May 8, 2012

Speaking face-to-face in sentences with our Father

For the past 2 weeks I have had unusual extreme discomfort in my upper abdomen that I have never experienced before.  “Whoever believes in me, as the Scripture has said, streams of living water will flow from within him”  John 7:38 (NIV)  I thought it related to my diet.  Perhaps I was drinking too much caffeine via my many teas and one cup of coffee and it was giving me an ulcer or acid reflux.  I went to bed each night with very uncomfortable, almost painful gurgling in my upper intestinal tract, moving, pressuring, bubbling.  Rolaids did help it to settle down a bit and allow me to fall asleep.  This serious discomfort, as I mentioned, has gone on about two weeks.

This afternoon on a prayer walk the very uncomfortable almost painful pressure in my upper belly started again.  I couldn’t stop it.  The Lord said quite clearly, “You are afraid to talk with Me, I want to talk with you.”  That is exactly true.  I had been suppressing hearing the voice of the Lord within because, I will be honest, I’ve been doubting some of the things I believe He told me about my life.  I can’t equate myself with the greats in the Bible.  But I do relate to David who received a promise and found himself hiding in a cave, the opposite condition from his promise.  Or Joseph who also received a promise and found himself in the opposite condition in a prison.  So I thought, no more voices!  I will just not listen!  Maybe I’m not hearing my heavenly Father after all!  Yet the Bible says His Spirit lives in me, within my very being and person through faith in the Messiah, and Jesus said I should know and recognize His voice.  But forget all that, I’d rather pretend He doesn’t talk to me and just shut out that voice in my belly!

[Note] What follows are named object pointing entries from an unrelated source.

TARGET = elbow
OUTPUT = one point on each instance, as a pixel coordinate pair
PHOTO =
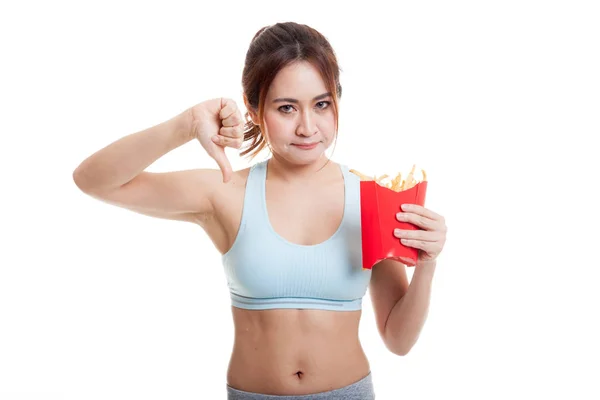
(397, 348)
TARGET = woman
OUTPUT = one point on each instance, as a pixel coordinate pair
(288, 227)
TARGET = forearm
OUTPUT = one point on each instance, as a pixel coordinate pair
(408, 316)
(124, 159)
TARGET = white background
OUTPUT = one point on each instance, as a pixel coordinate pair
(498, 101)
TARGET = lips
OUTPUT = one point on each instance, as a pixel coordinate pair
(306, 145)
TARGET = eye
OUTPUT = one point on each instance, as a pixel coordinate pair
(285, 110)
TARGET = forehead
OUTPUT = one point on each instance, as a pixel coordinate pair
(300, 80)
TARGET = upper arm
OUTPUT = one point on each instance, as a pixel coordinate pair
(388, 284)
(178, 195)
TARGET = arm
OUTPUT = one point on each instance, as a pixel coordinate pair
(115, 174)
(124, 159)
(408, 316)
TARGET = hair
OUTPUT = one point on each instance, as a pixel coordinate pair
(273, 48)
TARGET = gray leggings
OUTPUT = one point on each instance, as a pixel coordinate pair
(361, 390)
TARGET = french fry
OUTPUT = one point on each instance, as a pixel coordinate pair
(396, 184)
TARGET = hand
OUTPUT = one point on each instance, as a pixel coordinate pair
(218, 123)
(430, 239)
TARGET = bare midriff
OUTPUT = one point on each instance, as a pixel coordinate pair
(295, 351)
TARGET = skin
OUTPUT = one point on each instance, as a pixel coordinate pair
(292, 351)
(285, 351)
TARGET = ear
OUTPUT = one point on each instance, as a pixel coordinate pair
(253, 115)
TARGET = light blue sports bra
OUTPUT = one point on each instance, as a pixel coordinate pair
(265, 271)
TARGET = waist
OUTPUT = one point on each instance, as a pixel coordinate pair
(295, 352)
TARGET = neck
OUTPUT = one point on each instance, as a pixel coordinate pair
(289, 173)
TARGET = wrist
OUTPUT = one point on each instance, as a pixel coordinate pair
(182, 126)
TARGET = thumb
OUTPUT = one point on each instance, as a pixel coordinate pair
(220, 157)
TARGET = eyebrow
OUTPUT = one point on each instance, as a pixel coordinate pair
(290, 100)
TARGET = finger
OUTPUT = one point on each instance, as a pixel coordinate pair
(232, 131)
(230, 115)
(428, 247)
(418, 220)
(425, 236)
(418, 209)
(236, 143)
(218, 154)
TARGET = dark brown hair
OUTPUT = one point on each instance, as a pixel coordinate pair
(273, 48)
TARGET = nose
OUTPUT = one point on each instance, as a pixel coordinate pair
(307, 126)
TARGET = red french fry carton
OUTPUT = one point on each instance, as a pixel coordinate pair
(379, 206)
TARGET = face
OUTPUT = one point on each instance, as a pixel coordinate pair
(299, 122)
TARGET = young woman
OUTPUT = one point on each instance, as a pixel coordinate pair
(288, 227)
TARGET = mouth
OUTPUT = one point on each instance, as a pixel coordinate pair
(306, 146)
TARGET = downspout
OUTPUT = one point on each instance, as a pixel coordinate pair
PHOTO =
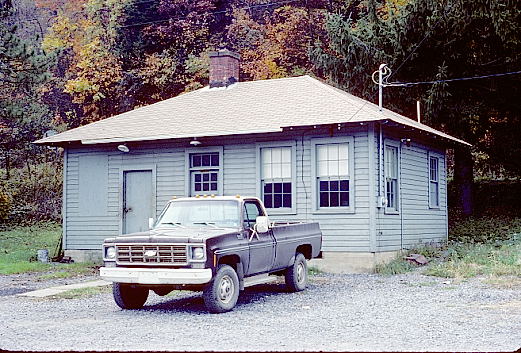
(372, 191)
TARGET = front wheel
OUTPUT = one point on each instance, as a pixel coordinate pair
(221, 294)
(129, 296)
(296, 276)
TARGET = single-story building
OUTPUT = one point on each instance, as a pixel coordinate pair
(374, 180)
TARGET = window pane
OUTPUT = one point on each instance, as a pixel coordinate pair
(196, 160)
(322, 153)
(266, 171)
(215, 160)
(324, 199)
(276, 170)
(286, 200)
(286, 170)
(322, 168)
(333, 199)
(332, 152)
(268, 200)
(277, 200)
(333, 168)
(276, 155)
(286, 155)
(344, 199)
(343, 168)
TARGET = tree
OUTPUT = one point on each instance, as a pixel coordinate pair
(424, 41)
(23, 69)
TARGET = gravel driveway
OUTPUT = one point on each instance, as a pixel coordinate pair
(408, 312)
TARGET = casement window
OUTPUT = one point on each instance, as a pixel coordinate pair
(205, 172)
(332, 160)
(391, 178)
(434, 184)
(277, 182)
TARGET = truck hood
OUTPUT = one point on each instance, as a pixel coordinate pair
(173, 235)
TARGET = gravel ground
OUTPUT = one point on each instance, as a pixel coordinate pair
(408, 312)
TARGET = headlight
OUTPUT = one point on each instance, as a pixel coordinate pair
(110, 252)
(197, 253)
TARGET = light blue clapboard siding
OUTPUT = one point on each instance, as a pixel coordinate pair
(342, 232)
(416, 222)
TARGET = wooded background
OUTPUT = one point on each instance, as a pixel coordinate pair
(66, 63)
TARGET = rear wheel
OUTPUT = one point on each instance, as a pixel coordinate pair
(296, 276)
(129, 296)
(221, 294)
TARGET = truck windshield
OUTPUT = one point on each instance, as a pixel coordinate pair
(211, 213)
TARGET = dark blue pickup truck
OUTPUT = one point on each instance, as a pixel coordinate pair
(218, 245)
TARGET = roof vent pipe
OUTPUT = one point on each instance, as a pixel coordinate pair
(224, 68)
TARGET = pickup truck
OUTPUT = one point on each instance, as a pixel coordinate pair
(217, 245)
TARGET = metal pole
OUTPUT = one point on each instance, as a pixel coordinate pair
(380, 85)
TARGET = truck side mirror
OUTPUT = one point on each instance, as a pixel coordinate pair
(262, 224)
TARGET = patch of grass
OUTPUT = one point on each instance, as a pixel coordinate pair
(313, 271)
(18, 247)
(18, 252)
(82, 292)
(396, 266)
(470, 260)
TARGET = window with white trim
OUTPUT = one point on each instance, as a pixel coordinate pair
(434, 184)
(391, 177)
(332, 175)
(204, 173)
(276, 177)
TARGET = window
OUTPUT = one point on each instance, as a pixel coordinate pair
(391, 177)
(434, 188)
(277, 177)
(205, 172)
(251, 212)
(333, 174)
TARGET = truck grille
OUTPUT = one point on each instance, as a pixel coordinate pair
(151, 254)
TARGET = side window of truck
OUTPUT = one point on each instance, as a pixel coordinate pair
(251, 211)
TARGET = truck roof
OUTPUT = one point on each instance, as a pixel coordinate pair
(213, 197)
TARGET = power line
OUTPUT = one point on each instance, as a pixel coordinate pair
(213, 13)
(423, 39)
(406, 84)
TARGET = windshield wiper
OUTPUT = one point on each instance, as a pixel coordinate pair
(212, 224)
(173, 223)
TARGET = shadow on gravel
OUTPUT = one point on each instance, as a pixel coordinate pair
(194, 302)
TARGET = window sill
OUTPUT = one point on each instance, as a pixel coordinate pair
(334, 211)
(279, 211)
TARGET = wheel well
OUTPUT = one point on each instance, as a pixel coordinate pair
(231, 260)
(305, 249)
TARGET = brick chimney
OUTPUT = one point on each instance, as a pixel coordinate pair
(224, 68)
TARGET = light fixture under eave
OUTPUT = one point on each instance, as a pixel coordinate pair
(195, 142)
(123, 148)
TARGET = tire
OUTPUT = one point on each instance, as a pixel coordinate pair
(221, 294)
(128, 296)
(296, 276)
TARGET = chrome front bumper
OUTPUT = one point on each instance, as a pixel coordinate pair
(156, 275)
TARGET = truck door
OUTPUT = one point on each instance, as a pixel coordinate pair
(261, 246)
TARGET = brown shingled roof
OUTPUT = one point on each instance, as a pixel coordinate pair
(242, 108)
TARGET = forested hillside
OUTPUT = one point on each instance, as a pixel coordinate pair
(66, 63)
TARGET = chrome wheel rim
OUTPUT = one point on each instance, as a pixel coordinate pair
(226, 289)
(301, 272)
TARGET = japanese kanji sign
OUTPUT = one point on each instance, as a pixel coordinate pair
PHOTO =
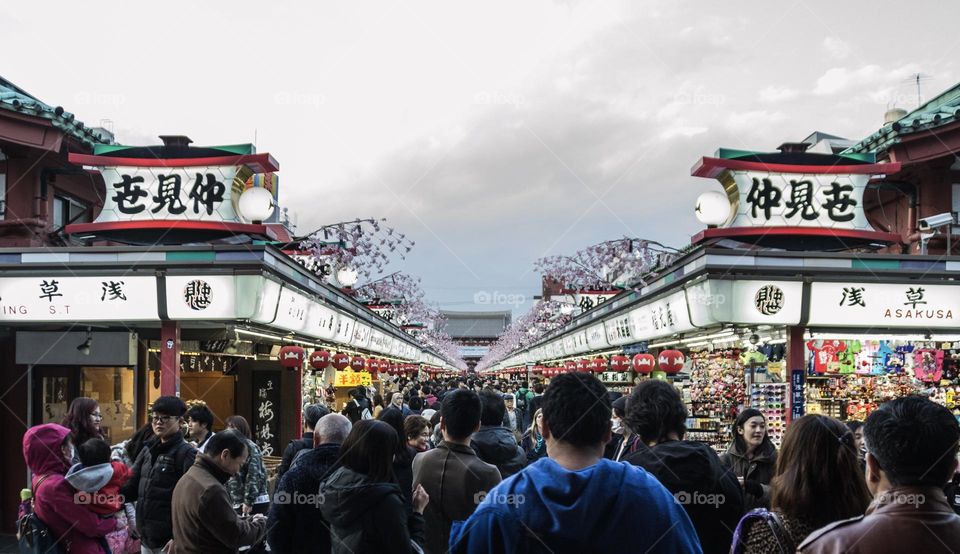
(266, 411)
(885, 305)
(800, 200)
(352, 379)
(169, 193)
(125, 298)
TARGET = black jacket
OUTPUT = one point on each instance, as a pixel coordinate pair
(367, 517)
(354, 409)
(707, 489)
(290, 452)
(633, 444)
(497, 446)
(155, 473)
(403, 471)
(295, 522)
(759, 469)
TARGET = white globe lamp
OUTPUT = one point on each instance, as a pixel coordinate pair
(256, 204)
(347, 276)
(713, 208)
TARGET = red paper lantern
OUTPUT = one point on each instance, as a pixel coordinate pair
(644, 363)
(619, 363)
(340, 361)
(598, 365)
(320, 359)
(671, 361)
(292, 357)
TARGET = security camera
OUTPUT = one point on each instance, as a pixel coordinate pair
(936, 221)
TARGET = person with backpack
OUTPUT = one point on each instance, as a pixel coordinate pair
(818, 481)
(359, 406)
(311, 415)
(57, 519)
(156, 471)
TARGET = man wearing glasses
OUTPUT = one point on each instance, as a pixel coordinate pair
(158, 467)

So on the walk I capitulated.  And He talked, not a lot, but indeed clearly.  And boy did my belly gurgle and gurgle like a pipe that was getting unclogged by a benevolent plumber.  What He shared was for me personally and, as is His way, so kind but also an “upward call” in line with what a Father would share who seeks spiritually mature children and not instantly gratified, worldly children.

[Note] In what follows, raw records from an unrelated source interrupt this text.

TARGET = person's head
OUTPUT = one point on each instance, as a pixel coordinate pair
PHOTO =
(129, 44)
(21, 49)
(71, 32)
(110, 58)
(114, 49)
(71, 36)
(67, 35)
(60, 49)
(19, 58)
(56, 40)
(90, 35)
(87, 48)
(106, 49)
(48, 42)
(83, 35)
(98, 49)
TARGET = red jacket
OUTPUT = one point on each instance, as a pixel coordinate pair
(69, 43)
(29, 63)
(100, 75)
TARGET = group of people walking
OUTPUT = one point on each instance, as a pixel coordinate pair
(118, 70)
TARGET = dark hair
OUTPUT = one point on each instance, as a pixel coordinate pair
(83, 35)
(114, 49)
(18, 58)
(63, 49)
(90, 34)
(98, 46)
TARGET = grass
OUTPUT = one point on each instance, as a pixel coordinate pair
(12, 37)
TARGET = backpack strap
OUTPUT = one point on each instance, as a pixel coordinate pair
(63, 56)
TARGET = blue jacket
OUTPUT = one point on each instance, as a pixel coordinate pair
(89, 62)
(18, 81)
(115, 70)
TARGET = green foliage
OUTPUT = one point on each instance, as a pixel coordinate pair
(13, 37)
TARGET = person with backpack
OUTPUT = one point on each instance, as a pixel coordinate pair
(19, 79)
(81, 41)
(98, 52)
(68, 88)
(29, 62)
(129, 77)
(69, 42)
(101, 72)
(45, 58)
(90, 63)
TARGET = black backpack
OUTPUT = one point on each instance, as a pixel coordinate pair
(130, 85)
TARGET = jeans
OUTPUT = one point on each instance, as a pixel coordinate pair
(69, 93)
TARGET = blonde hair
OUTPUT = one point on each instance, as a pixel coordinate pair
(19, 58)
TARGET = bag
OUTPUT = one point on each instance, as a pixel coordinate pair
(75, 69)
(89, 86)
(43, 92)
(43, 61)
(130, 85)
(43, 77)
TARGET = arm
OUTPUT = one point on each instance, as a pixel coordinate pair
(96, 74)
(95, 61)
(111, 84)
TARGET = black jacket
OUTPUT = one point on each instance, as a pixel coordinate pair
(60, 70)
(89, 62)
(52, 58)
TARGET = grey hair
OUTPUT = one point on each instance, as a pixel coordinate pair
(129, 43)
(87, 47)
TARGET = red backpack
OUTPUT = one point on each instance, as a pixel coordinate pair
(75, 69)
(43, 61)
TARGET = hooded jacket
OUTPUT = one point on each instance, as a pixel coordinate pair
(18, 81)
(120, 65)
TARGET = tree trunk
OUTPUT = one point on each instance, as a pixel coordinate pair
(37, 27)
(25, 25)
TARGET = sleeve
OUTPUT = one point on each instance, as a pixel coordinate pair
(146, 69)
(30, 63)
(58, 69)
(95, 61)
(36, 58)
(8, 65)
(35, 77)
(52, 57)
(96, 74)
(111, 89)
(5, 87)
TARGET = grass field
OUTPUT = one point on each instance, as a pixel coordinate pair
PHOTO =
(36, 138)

So this evening, as I am writing this, all the discomfort from the last two weeks in my upper abdomen has absolutely disappeared.  Not from a change in diet, but from a change in heart.  This evening in my kitchen He wanted to speak some more, I resisted, and the uncomfortable bubbling and contortions in my belly started again.  So I bowed my head, yielded my spirit and ears to Him, and He spoke.  I realized how silly is the cryptic language most Christians, including myself, seek.  Signs via  dreams or numbers flashing on a clock or unusual wildlife behavior or little snippets of phrases.  Yes, the Lord uses all of that to speak to us and confirm.  But “the Lord would speak to Moses face to face, as a man speaks with his friend.”  Exodus 33:11 (NIV)

I know I am to post this tonight otherwise I suspect I will not be able to sleep until I do.  And I don’t want to toss and turn with gurgling that feels like an ulcer so I will obey.  The Lord doesn’t want His children to talk only in dreams and signs with Him.  He is beckoning those who want to talk face to face, in sentences, in very clear words spoken by Him within and non-obtuse visions given by Him.  I suspect now that I yield my ears to Him and stop doubting what I have heard in the past, that the very uncomfortable and almost painful gurgling in my belly will not return.  And that His desire, that others hear full sentences like Moses did, will be accomplished.